Leverage CloudNativePG to ensure smooth transitions and minimal downtime
In a previous blog post, Leverage a New Way to Import an Existing Postgres Database to Kubernetes, we discussed migrating a PostgreSQL 10 database from RDS to a CloudNativePG (CNPG) managed PostgreSQL database cluster within a Kubernetes environment. This utilized the database import capability, leveraging logical backup and restore methods such as pg_dump
and pg_restore
.
However, this type of database migration has a significant limitation: it does not capture changes made to the origin database once the process begins. Consequently, transitioning from the old to the new database requires you to halt write operations on the origin's primary database until the migration is complete. This approach is known as offline database import, and when upgrading to a new major PostgreSQL version, it becomes an offline major upgrade.
This process allows you to:
- Verify that the import or upgrade processes function correctly on a new cluster, ensuring compatibility with your applications on the updated Postgres version.
- Accurately estimate the cutover time, primarily based on import duration.
The first point assesses readiness for a major version upgrade, while the second considers whether an offline major upgrade aligns with your organization's tolerance for downtime during the database cutover. If cutover timing is suitable, you can proceed with an offline upgrade. Otherwise, you might explore using PostgreSQL's native logical replication to minimize cutover downtime to nearly zero.
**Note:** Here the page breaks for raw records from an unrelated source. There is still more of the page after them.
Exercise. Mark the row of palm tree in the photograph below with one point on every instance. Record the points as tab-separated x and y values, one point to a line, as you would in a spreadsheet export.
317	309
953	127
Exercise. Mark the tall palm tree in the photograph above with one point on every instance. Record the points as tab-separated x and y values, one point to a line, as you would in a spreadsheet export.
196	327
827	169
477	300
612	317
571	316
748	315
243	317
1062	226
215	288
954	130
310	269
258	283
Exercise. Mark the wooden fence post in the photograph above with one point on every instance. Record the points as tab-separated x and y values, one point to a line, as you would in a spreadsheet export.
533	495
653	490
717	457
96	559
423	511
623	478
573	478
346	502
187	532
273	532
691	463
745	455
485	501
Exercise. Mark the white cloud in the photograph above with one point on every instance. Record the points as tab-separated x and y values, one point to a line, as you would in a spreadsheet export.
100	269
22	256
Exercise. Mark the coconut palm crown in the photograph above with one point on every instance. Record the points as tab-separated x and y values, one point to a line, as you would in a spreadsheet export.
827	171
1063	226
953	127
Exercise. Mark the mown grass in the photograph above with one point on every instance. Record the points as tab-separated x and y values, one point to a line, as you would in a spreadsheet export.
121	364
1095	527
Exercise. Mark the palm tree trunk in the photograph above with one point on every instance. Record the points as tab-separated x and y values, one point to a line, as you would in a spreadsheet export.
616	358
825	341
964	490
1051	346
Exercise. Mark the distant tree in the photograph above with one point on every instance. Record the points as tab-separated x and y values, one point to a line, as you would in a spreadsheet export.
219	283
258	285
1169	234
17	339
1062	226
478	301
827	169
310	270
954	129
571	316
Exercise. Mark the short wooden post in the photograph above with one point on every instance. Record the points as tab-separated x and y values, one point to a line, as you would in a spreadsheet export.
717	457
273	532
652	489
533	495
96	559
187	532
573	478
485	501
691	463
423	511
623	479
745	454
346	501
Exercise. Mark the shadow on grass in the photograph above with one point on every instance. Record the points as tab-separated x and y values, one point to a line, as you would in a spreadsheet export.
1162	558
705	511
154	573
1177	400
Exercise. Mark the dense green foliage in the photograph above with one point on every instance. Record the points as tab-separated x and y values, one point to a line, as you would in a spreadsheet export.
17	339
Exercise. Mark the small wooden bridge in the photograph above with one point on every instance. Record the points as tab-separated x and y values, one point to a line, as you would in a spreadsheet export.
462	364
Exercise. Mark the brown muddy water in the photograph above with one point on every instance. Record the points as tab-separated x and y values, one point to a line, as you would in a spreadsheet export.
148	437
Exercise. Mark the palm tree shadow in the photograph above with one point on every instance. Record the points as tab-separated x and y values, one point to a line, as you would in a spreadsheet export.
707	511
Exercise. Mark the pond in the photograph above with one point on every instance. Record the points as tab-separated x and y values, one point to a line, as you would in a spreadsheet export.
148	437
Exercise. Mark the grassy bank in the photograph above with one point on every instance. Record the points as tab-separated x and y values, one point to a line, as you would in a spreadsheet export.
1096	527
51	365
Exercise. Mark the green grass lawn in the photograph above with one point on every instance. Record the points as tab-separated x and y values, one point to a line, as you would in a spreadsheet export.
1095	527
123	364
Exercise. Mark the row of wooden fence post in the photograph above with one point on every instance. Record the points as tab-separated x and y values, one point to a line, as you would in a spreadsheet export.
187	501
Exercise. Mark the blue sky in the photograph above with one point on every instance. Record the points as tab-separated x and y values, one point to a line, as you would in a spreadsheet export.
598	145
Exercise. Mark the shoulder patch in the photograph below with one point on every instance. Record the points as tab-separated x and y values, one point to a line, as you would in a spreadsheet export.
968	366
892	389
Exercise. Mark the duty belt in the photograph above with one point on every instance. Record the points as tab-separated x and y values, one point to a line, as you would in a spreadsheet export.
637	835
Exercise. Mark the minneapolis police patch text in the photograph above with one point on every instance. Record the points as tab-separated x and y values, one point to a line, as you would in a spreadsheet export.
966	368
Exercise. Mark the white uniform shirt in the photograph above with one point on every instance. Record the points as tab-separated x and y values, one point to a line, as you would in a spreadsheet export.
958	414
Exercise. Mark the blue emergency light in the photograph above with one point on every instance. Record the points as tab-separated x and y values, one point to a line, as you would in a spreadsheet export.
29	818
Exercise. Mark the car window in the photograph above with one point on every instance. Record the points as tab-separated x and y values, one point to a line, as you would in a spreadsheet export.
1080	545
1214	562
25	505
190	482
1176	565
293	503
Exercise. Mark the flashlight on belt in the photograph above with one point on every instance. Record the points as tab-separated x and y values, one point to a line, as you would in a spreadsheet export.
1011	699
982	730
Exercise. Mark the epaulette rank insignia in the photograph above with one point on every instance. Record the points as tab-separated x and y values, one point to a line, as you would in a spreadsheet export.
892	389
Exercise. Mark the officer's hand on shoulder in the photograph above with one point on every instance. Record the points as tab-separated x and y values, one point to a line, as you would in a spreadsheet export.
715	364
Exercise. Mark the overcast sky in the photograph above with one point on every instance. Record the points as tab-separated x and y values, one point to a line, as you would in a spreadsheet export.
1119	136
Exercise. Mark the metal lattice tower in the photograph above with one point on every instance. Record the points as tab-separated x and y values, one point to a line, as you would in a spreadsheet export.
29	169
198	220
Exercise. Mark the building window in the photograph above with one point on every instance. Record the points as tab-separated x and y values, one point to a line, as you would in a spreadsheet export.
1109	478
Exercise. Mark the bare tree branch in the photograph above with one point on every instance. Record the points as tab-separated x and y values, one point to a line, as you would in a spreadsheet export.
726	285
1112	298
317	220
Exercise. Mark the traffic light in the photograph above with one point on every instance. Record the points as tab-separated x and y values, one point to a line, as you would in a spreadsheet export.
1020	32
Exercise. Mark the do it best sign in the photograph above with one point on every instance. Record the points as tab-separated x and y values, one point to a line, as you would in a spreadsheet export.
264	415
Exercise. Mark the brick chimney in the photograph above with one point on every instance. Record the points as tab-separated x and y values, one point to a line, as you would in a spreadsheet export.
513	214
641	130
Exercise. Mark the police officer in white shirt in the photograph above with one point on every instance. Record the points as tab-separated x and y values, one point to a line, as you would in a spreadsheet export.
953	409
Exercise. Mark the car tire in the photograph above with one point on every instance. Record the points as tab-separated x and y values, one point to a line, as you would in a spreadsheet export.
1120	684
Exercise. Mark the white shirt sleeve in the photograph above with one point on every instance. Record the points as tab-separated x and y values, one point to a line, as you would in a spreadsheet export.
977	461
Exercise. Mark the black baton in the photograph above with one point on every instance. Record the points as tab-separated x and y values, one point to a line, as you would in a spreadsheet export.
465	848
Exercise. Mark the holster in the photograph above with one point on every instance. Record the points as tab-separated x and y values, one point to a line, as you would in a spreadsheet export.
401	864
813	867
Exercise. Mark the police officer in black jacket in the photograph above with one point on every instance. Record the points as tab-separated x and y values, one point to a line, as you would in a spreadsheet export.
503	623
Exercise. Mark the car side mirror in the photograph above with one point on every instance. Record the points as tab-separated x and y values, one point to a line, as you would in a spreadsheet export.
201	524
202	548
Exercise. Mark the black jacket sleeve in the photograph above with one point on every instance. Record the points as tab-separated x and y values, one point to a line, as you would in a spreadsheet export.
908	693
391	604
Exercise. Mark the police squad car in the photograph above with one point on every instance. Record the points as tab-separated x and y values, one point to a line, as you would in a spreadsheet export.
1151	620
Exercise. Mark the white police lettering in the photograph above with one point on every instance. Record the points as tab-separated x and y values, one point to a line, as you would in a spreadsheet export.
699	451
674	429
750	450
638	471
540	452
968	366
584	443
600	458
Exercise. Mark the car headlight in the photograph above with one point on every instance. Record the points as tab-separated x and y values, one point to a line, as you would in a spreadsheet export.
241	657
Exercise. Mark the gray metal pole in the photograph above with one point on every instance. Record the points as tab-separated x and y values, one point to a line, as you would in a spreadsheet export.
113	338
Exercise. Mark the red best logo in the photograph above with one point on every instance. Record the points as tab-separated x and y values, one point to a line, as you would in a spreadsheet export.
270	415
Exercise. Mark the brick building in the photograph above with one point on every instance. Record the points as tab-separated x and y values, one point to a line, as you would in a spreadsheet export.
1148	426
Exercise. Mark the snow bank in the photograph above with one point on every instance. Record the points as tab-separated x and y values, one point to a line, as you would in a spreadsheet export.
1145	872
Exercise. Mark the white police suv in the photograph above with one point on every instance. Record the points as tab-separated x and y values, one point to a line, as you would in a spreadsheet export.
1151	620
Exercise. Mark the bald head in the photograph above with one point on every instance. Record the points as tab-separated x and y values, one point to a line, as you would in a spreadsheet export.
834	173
This article aims to update on achieving approximately zero cutover time with CloudNativePG when performing database imports or major version upgrades of PostgreSQL within a Kubernetes cluster. Known as online database import and major online upgrades, these processes ensure the destination database uses a higher major PostgreSQL version than the original, which is the main focus of this article.
Major Online Upgrades
Major online upgrades with PostgreSQL have been an essential technique for many years. Originally, these upgrades relied on PostgreSQL's extensibility and triggers. The central concept involved using triggers to route changes in the database to a queue, which consumers would then process and apply to the destination database. One prominent tool for this was Londiste, developed at Skype, which handled data and sequence synchronization, ensuring zero cutover time. However, the trigger-based approach had notable drawbacks, particularly its impact on the primary database. Each change initiated an event stored within the queue (inserts, updates, deletes), represented by rotating tables.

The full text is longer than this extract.